Supreme Court Upholds Idaho Ban On Transgender Care For Minors

The Supreme Court, with a conservative majority, on Monday allowed a Republican-backed law in Idaho, criminalizing gender-affirming care for transgender minors, to broadly take effect.

This decision came after U.S. District Judge Lynn Winmill had blocked the law as unconstitutional.

The court granted Idaho Attorney General Raúl Labrador’s request to narrow the preliminary injunction issued by Winmill, who had ruled that the law violated the 14th Amendment of the U.S. Constitution, guaranteeing due process and equal protection under the law.

The Supreme Court’s order permits the state to enforce the ban against everyone except the plaintiffs who had challenged it.

The decision was supported by five of the court’s six conservative justices, while the three liberal justices dissented. Chief Justice John Roberts did not publicly disclose his vote.

Judge Winmill’s injunction came in response to a lawsuit filed by two transgender girls, aged 15 and 16, and their parents, just days before the Idaho law, known as the Vulnerable Child Protection Act, was set to take effect on January 1.

This law, similar to measures passed by other Republican-led states, targets medical interventions for adolescents with gender dysphoria, prohibiting treatments such as puberty blockers, hormones, and mastectomies that are deemed “inconsistent with the child’s biological sex.” Healthcare professionals providing such treatments under the law could face up to 10 years in prison.

Labrador, defending the law, emphasized the state’s duty to protect children, stating, “The state has a duty to protect and support all children, and that’s why I’m proud to defend Idaho’s law that ensures children are not subjected to these life-altering drugs and procedures.”

The American Civil Liberties Union (ACLU), representing the plaintiffs, criticized the decision, stating that it would deny care to thousands of families in Idaho.
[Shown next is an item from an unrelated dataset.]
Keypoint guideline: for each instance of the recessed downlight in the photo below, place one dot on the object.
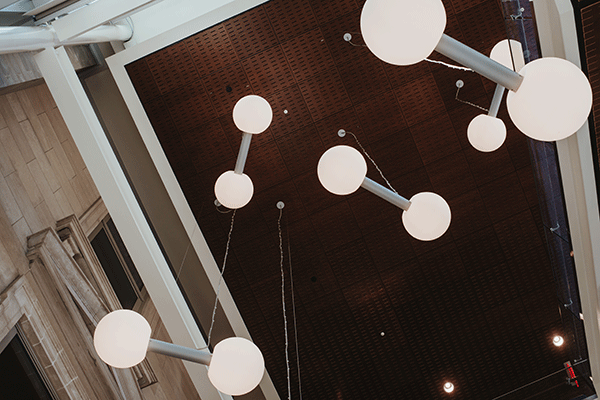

Although the ruling did not address the constitutionality of the law itself, the ACLU expressed concern for transgender youth and their families.

Justice Ketanji Brown Jackson, in a dissent joined by Justice Sonia Sotomayor, highlighted the need for caution in such cases, particularly in “novel, highly charged, and unsettled circumstances.”

The plaintiffs argued that the law discriminated based on sex and transgender status, contending that gender-affirming care had improved their mental health and enabled them to thrive.

Judge Winmill’s ruling emphasized the law’s discrimination against transgender minors, violating their rights under the 14th Amendment’s equal protection clause. He also noted that it infringed on parents’ fundamental rights to access medical care for their children under the due process clause of the same amendment.

In a concurring opinion, Justice Neil Gorsuch cautioned against issuing broad injunctions like Winmill’s, suggesting that they exceeded the historic limits of judicial authority. Gorsuch’s opinion, joined by Justices Clarence Thomas and Samuel Alito, aimed to curtail the use of universal injunctions by lower courts.

After the 9th U.S. Circuit Court of Appeals declined to lift the injunction, Labrador, supported by the conservative legal group Alliance Defending Freedom, sought intervention from the Supreme Court.

This case underscores the ongoing legal battles over transgender rights and the broader societal debate surrounding gender-affirming care for minors.